Vemuru Sunil K Reddy, MD, Syed S Razi, MD, Benson Ku, Umashankkar Kannan, MD, Mukerji Amarnath, MD, Mohan M John, MD, Ajay K Shah, MD, FACS, Daniel Farkas, MD, FACS, Brian F Gilchrist, MD, FACS. Bronx Lebanon Hospital Center, 1650 Grand Concourse, Bronx, NY- 10457
Laparoscopic appendectomy has been shown to decrease postoperative length of stay as compared to open appendectomy in the management of acute appendicitis.
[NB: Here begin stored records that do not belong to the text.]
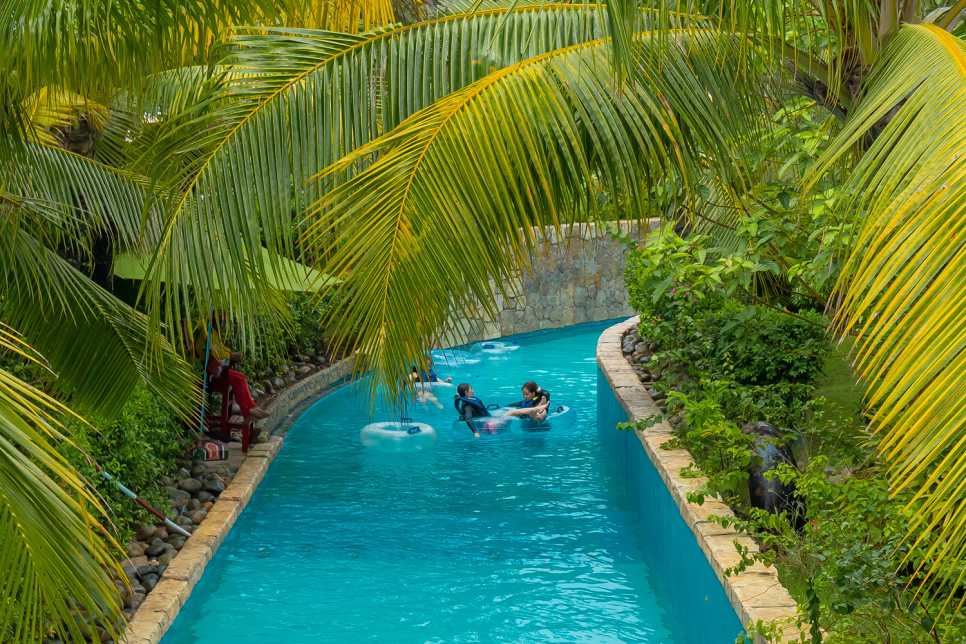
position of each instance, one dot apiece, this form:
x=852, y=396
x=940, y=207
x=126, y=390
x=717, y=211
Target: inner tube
x=559, y=418
x=451, y=362
x=494, y=347
x=395, y=436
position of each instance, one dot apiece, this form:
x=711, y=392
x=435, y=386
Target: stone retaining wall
x=162, y=605
x=755, y=594
x=577, y=278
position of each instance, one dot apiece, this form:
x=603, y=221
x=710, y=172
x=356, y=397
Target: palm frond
x=450, y=198
x=51, y=550
x=96, y=344
x=903, y=284
x=299, y=100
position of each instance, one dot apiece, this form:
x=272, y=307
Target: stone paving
x=756, y=593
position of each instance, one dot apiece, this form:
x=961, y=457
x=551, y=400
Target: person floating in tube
x=534, y=404
x=469, y=406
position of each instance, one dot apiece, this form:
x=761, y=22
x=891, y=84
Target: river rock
x=214, y=486
x=144, y=532
x=190, y=485
x=205, y=497
x=766, y=493
x=176, y=494
x=137, y=561
x=156, y=548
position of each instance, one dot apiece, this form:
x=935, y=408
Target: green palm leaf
x=51, y=548
x=298, y=102
x=904, y=281
x=452, y=194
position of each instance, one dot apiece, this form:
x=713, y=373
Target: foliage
x=140, y=445
x=681, y=288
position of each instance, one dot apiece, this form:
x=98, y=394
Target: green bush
x=682, y=293
x=141, y=444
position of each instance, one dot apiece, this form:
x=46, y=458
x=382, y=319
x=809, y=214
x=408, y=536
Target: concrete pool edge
x=161, y=607
x=755, y=594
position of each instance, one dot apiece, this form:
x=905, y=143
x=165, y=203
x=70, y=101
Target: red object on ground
x=233, y=387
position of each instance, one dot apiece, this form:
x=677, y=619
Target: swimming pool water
x=512, y=538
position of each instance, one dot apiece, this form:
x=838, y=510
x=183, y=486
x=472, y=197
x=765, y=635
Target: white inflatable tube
x=560, y=417
x=394, y=436
x=494, y=347
x=457, y=362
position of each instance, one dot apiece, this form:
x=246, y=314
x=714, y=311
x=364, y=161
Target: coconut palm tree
x=74, y=79
x=420, y=160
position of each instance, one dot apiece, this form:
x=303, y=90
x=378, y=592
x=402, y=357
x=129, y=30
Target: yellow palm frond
x=904, y=283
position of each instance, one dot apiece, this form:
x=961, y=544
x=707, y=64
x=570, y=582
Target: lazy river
x=507, y=538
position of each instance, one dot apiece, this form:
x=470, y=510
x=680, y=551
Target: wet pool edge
x=160, y=608
x=689, y=553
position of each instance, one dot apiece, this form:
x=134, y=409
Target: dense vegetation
x=414, y=160
x=742, y=342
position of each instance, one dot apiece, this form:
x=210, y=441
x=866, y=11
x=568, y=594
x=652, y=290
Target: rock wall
x=577, y=278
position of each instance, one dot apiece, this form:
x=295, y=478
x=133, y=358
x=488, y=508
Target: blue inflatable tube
x=560, y=417
x=398, y=437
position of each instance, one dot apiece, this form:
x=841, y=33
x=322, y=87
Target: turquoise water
x=508, y=538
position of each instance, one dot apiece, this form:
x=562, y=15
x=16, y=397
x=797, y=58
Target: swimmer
x=469, y=406
x=534, y=404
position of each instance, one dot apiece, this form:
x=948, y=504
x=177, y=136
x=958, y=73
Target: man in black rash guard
x=472, y=406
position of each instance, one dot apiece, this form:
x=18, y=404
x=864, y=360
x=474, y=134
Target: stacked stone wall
x=576, y=277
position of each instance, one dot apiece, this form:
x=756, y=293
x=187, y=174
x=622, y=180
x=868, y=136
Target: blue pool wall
x=697, y=599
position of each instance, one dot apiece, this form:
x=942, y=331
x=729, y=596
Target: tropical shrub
x=143, y=443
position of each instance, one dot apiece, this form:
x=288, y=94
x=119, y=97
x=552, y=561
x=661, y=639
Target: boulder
x=772, y=495
x=204, y=497
x=190, y=485
x=215, y=486
x=156, y=548
x=176, y=494
x=144, y=532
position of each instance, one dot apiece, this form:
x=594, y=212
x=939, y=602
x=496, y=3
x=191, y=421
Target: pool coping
x=160, y=608
x=755, y=594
Computerized Tomography (CT) is increasingly being used as an adjunct in the diagnosis of acute appendicitis. An appendix with thickness greater than 7 mm is generally suggestive of acute appendicitis. However, size of the appendix and its impact on duration of surgery, postoperative length of stay and postoperative complications has not been well characterized in prior studies.
Retrospective chart review was done for 316 patients who underwent emergent laparoscopic appendectomy in a community hospital for acute appendicitis between August 2009 and May 2013. CT scan was used to measure the wall thickness and outer diameter of the inflamed appendix. Independent-samples t-test was used for univariate analyses. Multinomial logistic regression was used to study the strength of association between covariates and size of the inflamed appendix.
Mean age of the patients was 33.4 ± 0.87 years. The mean outer diameter of the appendix was 12.04 ± 0.18 mm. Average postoperative length of stay was 2.8 ± 0.34 days. However in patients with appendix ≥ 14.0 mm, length of stay significantly increased to 4.8 ± 1.2 days. Size of the appendix (≥ 14.0 mm) remained an independent risk factor for prolonged postoperative hospitalization in multivariate analysis (HR 1.25, 95% CI 1.01 – 1.56; p = 0.04). However size of the appendix was not associated with an increase in the duration of surgery (HR 0.993, 95% CI 0.980 – 1.006; p = 0.31).
The postoperative hospital length of stay following laparoscopic appendectomy significantly increases when the thickness of appendix approaches 14 mm or more.